Я знаю, что значит молчать, слушать и смотреть, как будто твоя собственная жизнь только сон. Если не хочется смотреть, можно закрыть глаза. Но что делать, когда не хочется слушать? Я до сих пор слышу то, что случилось более шестидесяти лет назад.
Когда моя мать впервые приехала в дом моего дяди в Нинбо, я ее совсем не знала. Мне было девять лет, и я уже несколько лет ее не видела.

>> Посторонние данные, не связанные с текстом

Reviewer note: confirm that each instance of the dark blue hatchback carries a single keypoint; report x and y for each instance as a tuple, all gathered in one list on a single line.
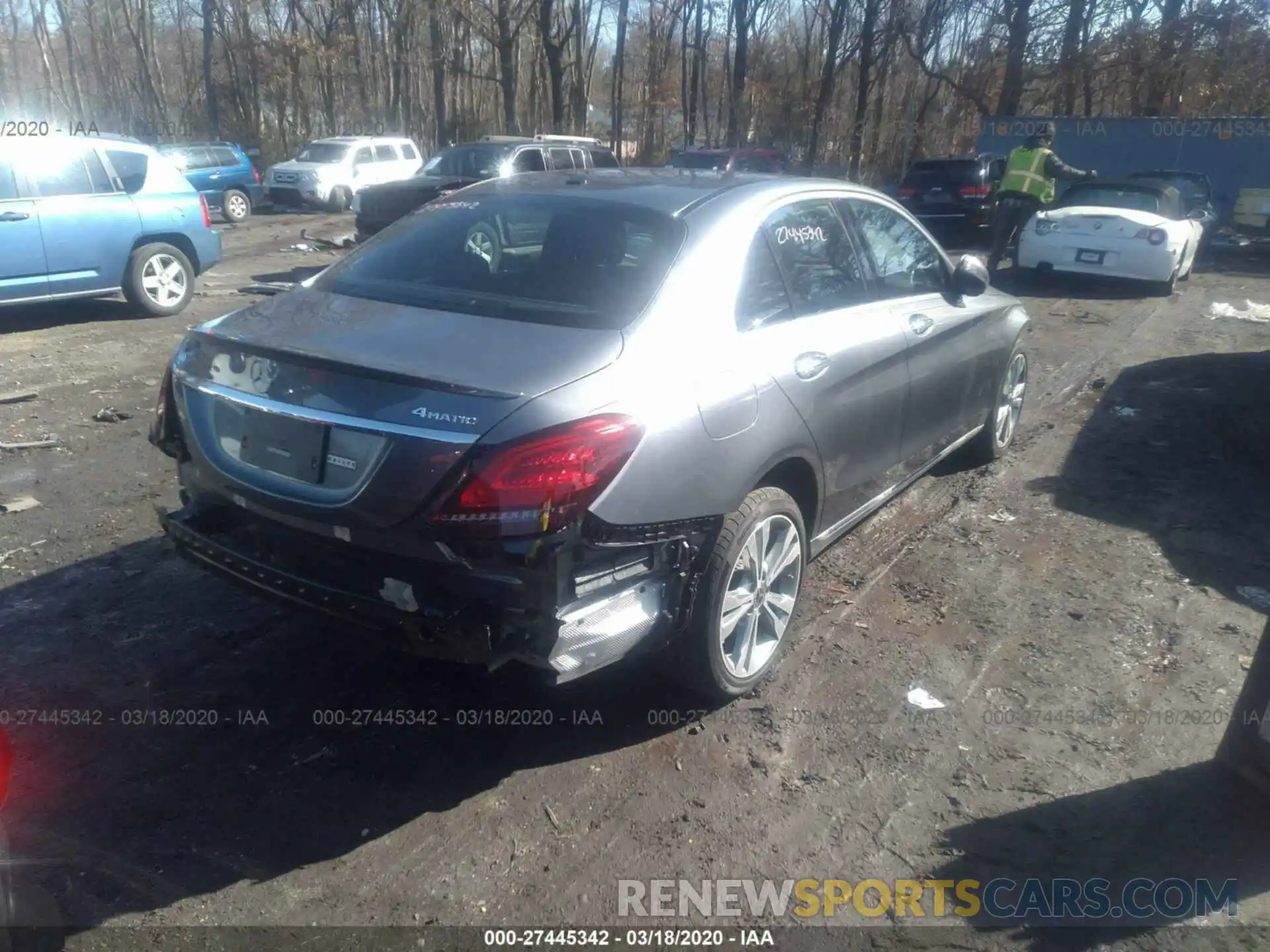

Но я знала, что это моя мать, потому что чувствовала ее боль.
— Не смотри на эту женщину, — предупреждала меня тетя. — Она уронила свое лицо, бросила его в поток, текущий к востоку. Дух рода утерян ею навсегда. То, что ты видишь, — это просто разложившаяся плоть, порочная, прогнившая до костей.
Но я смотрела на свою мать. Она не выглядела порочной. Мне хотелось дотронуться до ее лица, так похожего на мое.
Да, на ней была чудная иностранная одежда. Но она не сказала ни слова в ответ, когда моя тетя проклинала ее. Она склонила голову еще ниже, когда мой дядя дал ей пощечину за то, что она назвала его братом. Она плакала от всего сердца, когда умерла Попо, хотя Попо, ее мать, выгнала ее из дому много лет назад. И после похорон Попо она не перечила моему дяде и приготовилась к возвращению в Тяньцзинь. Она жила там с тех пор, как, запятнав позором свое вдовство, стала третьей наложницей какого-то богача.
Неужели она уедет без меня? Такой вопрос я не могла задать. Я была ребенком. Я могла только смотреть и слушать.
В ночь накануне своего отъезда она прижимала мою голову к себе, как бы стараясь защитить от опасности, которой я не знала. Она еще не успела уехать, а я уже плакала о том, как бы вернуть ее. И пока я лежала, уткнувшись в ее колени, она рассказала мне одну историю.
— Аньмэй, — прошептала она, — ты видела маленькую черепашку, которая живет в пруду?
Я кивнула. Речь шла о прудике у нас во дворе, и я часто баламутила палкой спокойную воду, чтобы заставить черепаху выплыть из-под камней.
— Когда я была маленькой девочкой, черепаха уже жила там, — сказала мама. — Я часто сидела у пруда и наблюдала за тем, как она поднимается к поверхности воды, хватая воздух своим острым клювом. Это очень старая черепаха.
Я хорошо представляла себе эту черепаху и знала, что мама говорит именно о ней.
— Эта черепаха кормится нашими мыслями, — сказала мама. — Я узнала об этом однажды, когда мне было столько же лет, как тебе сейчас. Попо сказала, что я уже больше не ребенок и теперь мне нельзя ни шуметь, ни бегать, ни садиться на землю, чтобы поймать кузнечика. Нельзя и плакать, если мне что-то не нравится. Я должна молчать и слушаться старших. А если я не буду слушаться, сказала Попо, то она отрежет мне волосы и отправит в то место, где живут буддийские монахини.